Catatan Seorang Demonstran. Iya. Buku itu yang saya maksud. Salah satu bukti nyata keabadian pesona Gie, sekarang ada dalam genggaman saya. Saya merasa terlengkapi. Sempat ada diskusi singkat antara saya, si bapak petugas toko, dan mbak-mbak yang sedang beli puluhan buku photo copy-an untuk kelasnya. Kami bertiga sama-sama tertarik soal Gie, meskipun saya yakin saya yang paling tahu soal Gie di antara kami. Saya betul-betul tidak terima saat si bapak pemilik toko bilang kalau mayat Gie tidak pernah ditemukan, langsung saya tolak argumen itu mentah-mentah. Memang mayat Gie tidak langsung dievakuasi, saya lupa butuh waktu berapa lama tepatnya evakuasi itu, tapi saya tahu akhirnya mayat Gie dievakuasi dan dimakamkan dengan layak.

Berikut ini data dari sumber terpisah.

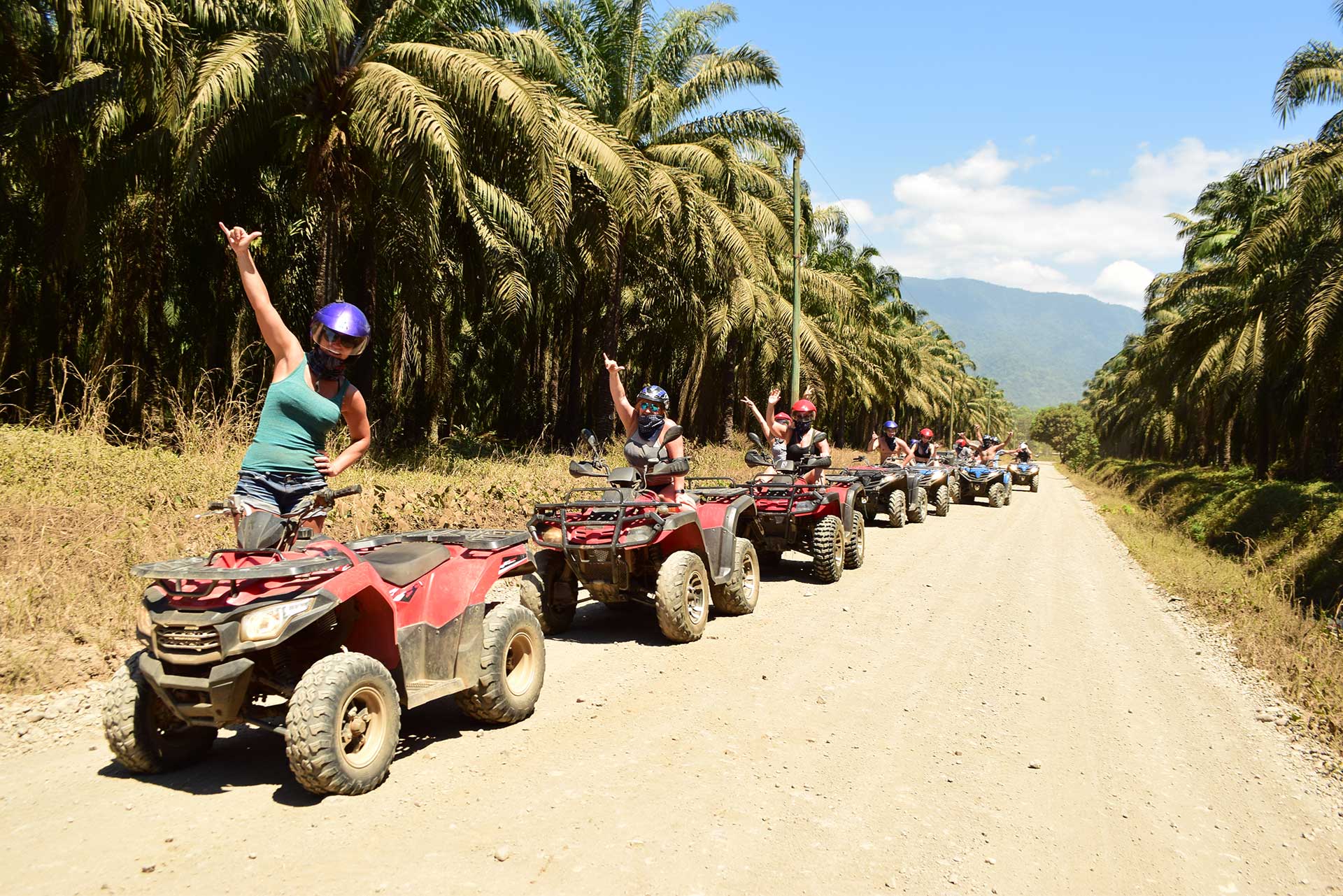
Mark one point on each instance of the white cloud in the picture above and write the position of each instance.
(973, 218)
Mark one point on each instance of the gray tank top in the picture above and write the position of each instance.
(641, 452)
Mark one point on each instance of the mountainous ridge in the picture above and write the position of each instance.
(1040, 347)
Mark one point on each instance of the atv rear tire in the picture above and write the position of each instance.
(827, 543)
(941, 502)
(512, 667)
(919, 512)
(896, 511)
(343, 725)
(551, 592)
(738, 595)
(144, 734)
(856, 547)
(683, 597)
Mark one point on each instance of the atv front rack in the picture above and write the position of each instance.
(198, 569)
(602, 559)
(469, 539)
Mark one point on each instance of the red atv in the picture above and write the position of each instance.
(321, 642)
(892, 490)
(823, 520)
(625, 543)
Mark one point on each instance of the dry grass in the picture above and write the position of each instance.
(77, 512)
(1255, 597)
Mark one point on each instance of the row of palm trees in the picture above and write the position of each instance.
(506, 187)
(1242, 348)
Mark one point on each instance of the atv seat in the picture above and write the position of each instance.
(401, 564)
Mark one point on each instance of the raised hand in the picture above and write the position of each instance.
(239, 239)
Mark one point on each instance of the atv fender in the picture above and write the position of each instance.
(852, 502)
(722, 543)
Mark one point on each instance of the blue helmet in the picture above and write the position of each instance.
(343, 324)
(655, 394)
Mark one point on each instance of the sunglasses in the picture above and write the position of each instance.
(353, 343)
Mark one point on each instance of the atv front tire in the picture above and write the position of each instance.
(919, 512)
(343, 725)
(856, 547)
(738, 595)
(896, 512)
(941, 502)
(144, 734)
(683, 597)
(827, 544)
(551, 592)
(512, 667)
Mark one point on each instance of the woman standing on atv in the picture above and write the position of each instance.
(798, 437)
(890, 445)
(645, 425)
(306, 399)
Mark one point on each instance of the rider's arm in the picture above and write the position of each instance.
(676, 449)
(355, 411)
(760, 420)
(280, 340)
(622, 404)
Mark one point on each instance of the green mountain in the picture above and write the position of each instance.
(1040, 347)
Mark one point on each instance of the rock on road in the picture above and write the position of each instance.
(997, 702)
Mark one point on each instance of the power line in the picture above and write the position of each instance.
(826, 180)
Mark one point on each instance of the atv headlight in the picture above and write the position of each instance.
(144, 626)
(269, 623)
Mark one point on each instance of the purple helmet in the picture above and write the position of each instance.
(343, 324)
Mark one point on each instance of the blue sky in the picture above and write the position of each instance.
(1030, 144)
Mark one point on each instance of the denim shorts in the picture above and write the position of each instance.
(278, 492)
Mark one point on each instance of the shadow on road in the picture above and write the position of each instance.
(254, 758)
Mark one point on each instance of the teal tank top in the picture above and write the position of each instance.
(294, 422)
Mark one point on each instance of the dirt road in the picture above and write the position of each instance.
(1046, 726)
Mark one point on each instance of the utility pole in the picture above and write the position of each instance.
(795, 392)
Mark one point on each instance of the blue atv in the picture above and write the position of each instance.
(978, 480)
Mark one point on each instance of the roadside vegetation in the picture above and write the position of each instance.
(1240, 359)
(508, 188)
(1261, 562)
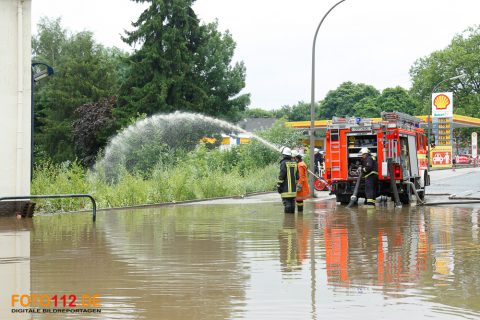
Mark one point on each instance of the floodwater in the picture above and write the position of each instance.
(250, 261)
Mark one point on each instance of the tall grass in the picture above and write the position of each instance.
(165, 174)
(188, 180)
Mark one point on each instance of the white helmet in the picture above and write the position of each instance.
(364, 151)
(286, 151)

Rasanya miris sekali bila saya mengingat kisah hidupnya, tapi lebih miris lagi kisah matinya. Saya ingat kata-kata yang ditulis dalam buku itu, tubuh Gie dibawa dengan dibalut plastik dan digantungkan di bambu. Sungguh prihatin keadan Mahameru saat itu. Saya berpikir, dibanding sepi yang ia rasakan di setiap detik hidupnya, pasti jauh lebih sepi terbungkus dalam plastik itu.
Sudah setengah jalan, saya mau cari Orang-orang di persimpangan kiri jalan setelah yang ini selesai.